For full-year 2008, the company estimates net sales in the range of $1.12 billion to $1.13 billion compared with $912 million last year.
Ulta’s strong second quarter performance is indicative of long-lasting success even though, Hofkin of William Blair warns that the subsequent quarters in the retail industry aren’t going to be great.
“I would expect Ulta to fare considerably better than average given that they have significant assortment of mass brands that are priced competitively with Target and below the drugstores, but the business is not as robust as it was a year or two ago,” he said.
Ulta manufactures its own products and it carries a host of other name-brands including Burberry, The Beat, Vera Wang, Flower Princess and Ed Hardy, which were all launched last quarter. In total Ulta carries more than 500 brands across color, skin, fragrance, hair and styling tools.
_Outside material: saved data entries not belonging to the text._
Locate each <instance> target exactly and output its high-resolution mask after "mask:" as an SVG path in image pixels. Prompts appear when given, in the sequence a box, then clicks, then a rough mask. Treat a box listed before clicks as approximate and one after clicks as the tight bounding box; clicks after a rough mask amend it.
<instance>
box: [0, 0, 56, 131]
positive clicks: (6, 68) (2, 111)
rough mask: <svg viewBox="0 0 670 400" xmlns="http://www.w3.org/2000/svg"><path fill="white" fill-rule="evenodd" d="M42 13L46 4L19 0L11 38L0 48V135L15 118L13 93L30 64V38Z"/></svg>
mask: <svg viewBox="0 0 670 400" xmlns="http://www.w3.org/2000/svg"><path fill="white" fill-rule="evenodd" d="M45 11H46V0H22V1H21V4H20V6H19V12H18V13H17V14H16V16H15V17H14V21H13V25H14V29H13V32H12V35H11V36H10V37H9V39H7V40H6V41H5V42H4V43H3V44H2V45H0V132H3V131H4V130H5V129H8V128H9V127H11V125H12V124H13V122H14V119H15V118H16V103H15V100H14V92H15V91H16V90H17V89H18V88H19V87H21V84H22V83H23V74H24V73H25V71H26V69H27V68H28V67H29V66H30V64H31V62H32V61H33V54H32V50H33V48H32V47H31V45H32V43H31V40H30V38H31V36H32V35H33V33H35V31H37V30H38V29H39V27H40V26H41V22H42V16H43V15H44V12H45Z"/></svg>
Ulta was founded 18 years ago in Romeoville, Ill. by Terry Hanson and Dick George. Last October Ulta stock started trading on the Nasdaq market, with an initial public offering at $33 a share. In the IPO Ulta sold 7.6 million shares of common stock, which resulted in net proceeds of $123.5 million.
Ulta stock closed Wednesday at $6.77, up 50 cents but far from the 52-week high of $28.85. The 52-week low is $5.63.
William Blair's Hofkin sounds a note of caution. “The company has only been public for a year, so anytime there is heightened risk aversion, people have an even smaller appetite generally for newer stocks just because they are perceived as more risky. I think people are probably just a little apprehensive about how resilient the business will be,” he said.